Seventh, confuse the relationship between derivative and monotonicity. Function is a question type that increases function in a certain interval. If the examinee thinks that the derivative function of the function is always greater than 0 in this interval, it is easy to make mistakes.
When solving the relationship between monotonicity of a function and its derivative function, we must pay attention to the necessary and sufficient condition that the derivative function of the function monotonically increases (decreases) in a certain interval is that the derivative function of the function is constant (small) or equal to 0 in this interval, and the derivative function is not constant in any subinterval of this interval.

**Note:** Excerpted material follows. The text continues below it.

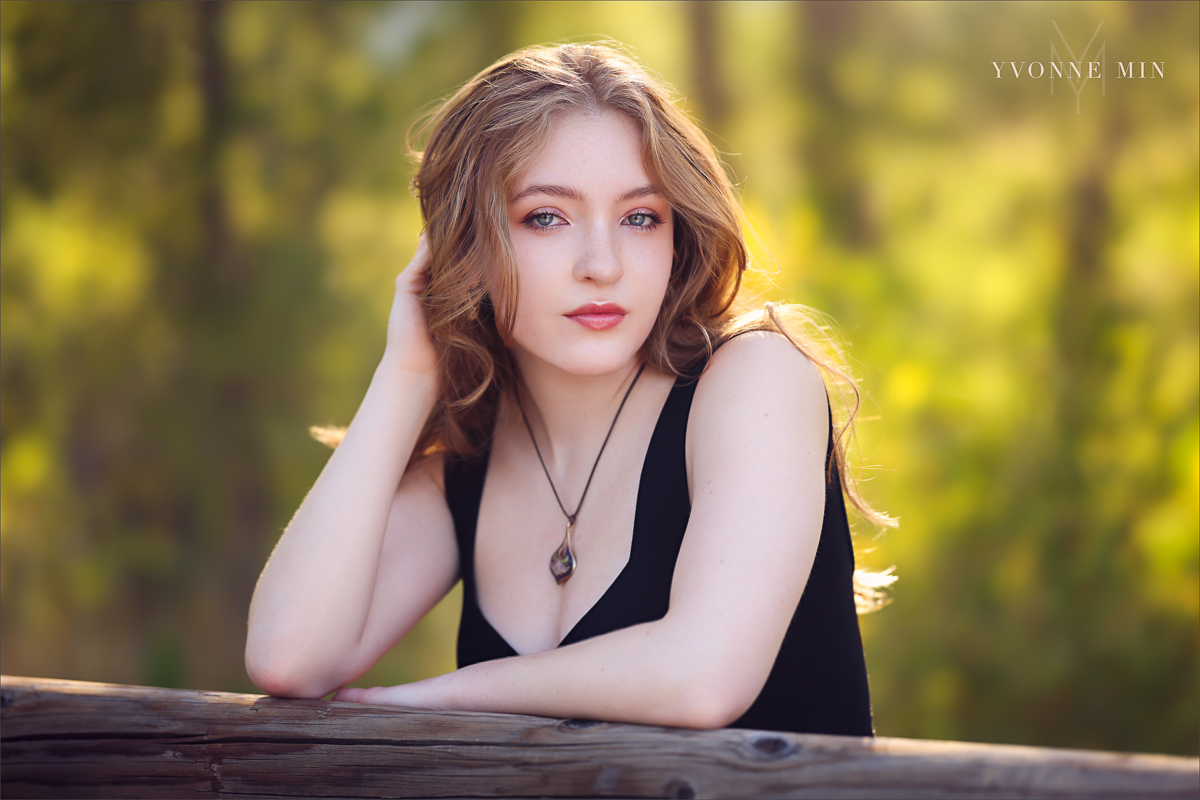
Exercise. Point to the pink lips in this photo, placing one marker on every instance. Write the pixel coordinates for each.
(598, 316)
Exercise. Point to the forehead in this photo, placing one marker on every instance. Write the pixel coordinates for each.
(595, 152)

Eighth, the relationship between derivative and extreme value is unclear. When solving the function extreme value problem with derivative, candidates are prone to make mistakes, that is, they find the points that make the derivative function equal to 0, but they don't judge the signs of the derivative functions on the left and right sides of these points. They mistakenly think that the point where the derivative function is equal to 0 is the extreme point of the function, and often make mistakes. The reason for the error is that the examinee is not clear about the relationship between derivative and extreme value. The zero derivative function value of a differentiable function at a certain point is only a necessary condition for the function to take the extreme value at that point. I would like to remind the majority of candidates that when calculating the extreme value of a function with derivatives, we must carefully check the extreme point.